The successful competition reality series spawned a four-episode holiday spinoff, Blown Away: Christmas, which was released on Nov. 19, 2021. Queer Eye's interior design expert, Bobby Berk (who arguably does the most out of the Fab Five), guest hosts the holiday-themed glassblowing contest.
The spinoff series sees five returning non-winning Blown Away contestants inflate and manipulate molten glass to fulfill the merriest of challenges. The artists are competing to win a cash prize of $10,000 and an additional $10,000 to be donated to the charity of their choice. But with a theme that boasts Christmas lights in the hot shop and glass candy cane creations, when was the show filmed?
When was 'Blown Away: Christmas' filmed?
Just like many films and television shows, the COVID-19 pandemic caused filming for Blown Away: Christmas to start quite late. According to The Seattle Times, filming for the holiday spin-off didn't start until January 2021, right after Blown Away Season 2 premiered on Netflix.
The pandemic affected much of the series, as Blown Away: Christmas only features four episodes and five contestants instead of the usual 10 episodes and 10 contestants. And due to said tight restrictions and scheduling, Bobby Berk was unable to make a glass creation of his own!
“Glass-blowing as a whole wasn’t really anything that I’d thought about,” Bobby told Canada.com. “I think in this day and age of machines and computers you just assume everything is made by a machine. I didn’t even think about the fact that all drinking glasses are still blown by a person.”
“It was amazing and even hotter than I expected it to be,” he continued. “That workroom is a very, very hot place and we were filming in winter in Canada.

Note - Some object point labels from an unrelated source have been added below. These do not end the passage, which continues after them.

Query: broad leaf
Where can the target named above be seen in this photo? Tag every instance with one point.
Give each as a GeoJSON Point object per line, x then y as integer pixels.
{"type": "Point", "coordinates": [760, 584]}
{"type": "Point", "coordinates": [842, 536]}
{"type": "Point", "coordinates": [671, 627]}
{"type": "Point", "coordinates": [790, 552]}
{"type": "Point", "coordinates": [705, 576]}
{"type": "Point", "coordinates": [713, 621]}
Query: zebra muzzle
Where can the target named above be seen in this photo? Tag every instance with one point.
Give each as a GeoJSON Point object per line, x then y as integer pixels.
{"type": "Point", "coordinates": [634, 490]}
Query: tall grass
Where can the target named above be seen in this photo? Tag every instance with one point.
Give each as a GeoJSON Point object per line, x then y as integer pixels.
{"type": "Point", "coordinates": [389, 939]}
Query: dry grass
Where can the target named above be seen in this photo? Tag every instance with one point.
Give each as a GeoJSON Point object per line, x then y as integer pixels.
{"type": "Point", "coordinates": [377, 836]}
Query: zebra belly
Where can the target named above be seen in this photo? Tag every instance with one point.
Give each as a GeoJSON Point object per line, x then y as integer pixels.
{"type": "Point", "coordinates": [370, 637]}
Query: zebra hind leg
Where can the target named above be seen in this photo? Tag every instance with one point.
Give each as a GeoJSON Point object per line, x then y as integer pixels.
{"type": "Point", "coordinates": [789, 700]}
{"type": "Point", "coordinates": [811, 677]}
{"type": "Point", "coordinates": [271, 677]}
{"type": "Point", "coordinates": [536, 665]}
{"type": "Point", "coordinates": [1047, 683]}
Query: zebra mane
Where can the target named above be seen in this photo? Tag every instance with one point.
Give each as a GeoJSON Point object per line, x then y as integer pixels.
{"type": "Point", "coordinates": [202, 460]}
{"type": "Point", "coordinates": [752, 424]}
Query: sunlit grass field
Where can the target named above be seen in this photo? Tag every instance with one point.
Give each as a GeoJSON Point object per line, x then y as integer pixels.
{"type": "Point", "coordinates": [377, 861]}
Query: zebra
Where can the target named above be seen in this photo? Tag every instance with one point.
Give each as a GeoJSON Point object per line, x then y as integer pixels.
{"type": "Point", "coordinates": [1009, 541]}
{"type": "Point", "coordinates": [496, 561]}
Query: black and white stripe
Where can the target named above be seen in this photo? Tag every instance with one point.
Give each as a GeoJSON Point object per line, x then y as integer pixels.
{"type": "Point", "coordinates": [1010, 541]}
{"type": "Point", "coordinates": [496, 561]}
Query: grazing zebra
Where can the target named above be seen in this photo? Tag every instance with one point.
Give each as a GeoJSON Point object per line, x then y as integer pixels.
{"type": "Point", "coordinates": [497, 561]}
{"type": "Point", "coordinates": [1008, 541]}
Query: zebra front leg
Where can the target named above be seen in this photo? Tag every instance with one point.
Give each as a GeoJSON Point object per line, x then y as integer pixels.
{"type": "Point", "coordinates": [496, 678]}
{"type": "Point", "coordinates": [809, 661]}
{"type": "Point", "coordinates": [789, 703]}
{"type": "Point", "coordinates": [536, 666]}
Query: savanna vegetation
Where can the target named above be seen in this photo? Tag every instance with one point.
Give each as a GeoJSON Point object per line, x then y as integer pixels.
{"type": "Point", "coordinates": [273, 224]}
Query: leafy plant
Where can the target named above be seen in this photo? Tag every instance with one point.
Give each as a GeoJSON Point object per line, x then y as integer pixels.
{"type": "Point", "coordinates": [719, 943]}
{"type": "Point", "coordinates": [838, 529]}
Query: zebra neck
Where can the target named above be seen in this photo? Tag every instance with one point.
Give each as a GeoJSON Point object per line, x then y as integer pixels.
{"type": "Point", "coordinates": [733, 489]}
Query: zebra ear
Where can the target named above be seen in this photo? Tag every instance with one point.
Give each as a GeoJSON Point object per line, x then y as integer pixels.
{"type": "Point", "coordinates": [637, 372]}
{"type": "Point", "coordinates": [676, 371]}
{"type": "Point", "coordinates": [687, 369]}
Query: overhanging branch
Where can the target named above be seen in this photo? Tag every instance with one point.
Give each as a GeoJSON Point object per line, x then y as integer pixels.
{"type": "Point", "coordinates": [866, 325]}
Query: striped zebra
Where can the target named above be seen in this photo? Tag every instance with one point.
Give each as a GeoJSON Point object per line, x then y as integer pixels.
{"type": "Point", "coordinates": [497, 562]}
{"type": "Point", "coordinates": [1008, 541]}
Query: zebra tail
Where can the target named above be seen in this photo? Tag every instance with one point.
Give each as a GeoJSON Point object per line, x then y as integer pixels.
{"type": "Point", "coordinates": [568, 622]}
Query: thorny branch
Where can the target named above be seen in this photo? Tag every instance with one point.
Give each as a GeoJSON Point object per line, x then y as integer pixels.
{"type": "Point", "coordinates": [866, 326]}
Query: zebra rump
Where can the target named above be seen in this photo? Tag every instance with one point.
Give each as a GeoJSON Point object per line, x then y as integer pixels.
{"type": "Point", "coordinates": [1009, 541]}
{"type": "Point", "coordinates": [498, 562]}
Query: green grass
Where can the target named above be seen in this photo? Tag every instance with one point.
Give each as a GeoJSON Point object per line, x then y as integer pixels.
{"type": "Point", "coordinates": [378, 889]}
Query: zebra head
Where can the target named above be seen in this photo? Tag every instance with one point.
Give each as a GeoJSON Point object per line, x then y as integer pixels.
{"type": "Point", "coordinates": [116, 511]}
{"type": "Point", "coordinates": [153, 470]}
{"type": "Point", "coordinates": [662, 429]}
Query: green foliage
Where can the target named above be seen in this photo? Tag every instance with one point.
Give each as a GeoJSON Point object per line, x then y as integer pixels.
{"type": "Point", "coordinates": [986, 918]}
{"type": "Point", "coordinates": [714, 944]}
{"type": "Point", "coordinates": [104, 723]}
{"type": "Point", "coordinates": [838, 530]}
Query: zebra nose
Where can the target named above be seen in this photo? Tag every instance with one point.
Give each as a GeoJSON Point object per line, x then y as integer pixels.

So when the glory holes weren’t on, it was five degrees Fahrenheit in there, and when they were on it was 105 degrees.” For the people raising their eyebrows, in glassblowing, a "glory hole" is a furnace that can reach temperatures higher than 1,000 degrees Fahrenheit.
Blown Away: Christmas sees fan-favorite contestants return, including Nao Yamamoto, who placed fourth on Blown Away Season 2. Nao, who earned her MFA at California State University-San Bernardino, relayed that parents sent her videos of their children crying over her untimely elimination.
“The connection with my fans on Instagram, it’s been a tremendous support,” Nao told The Seattle Times. “And because of the exposure on social media, I am having an easier time selling my work.”
Grab some steamy hot chocolate, sit by your fireplace, and watch in awe as five artists wholesomely melt glass while donning ugly Christmas sweaters. Remember, don't try this at home, kids. No really, you'll burn your home down.
Season 1 episodes of Blown Away: Christmas are currently streaming on Netflix.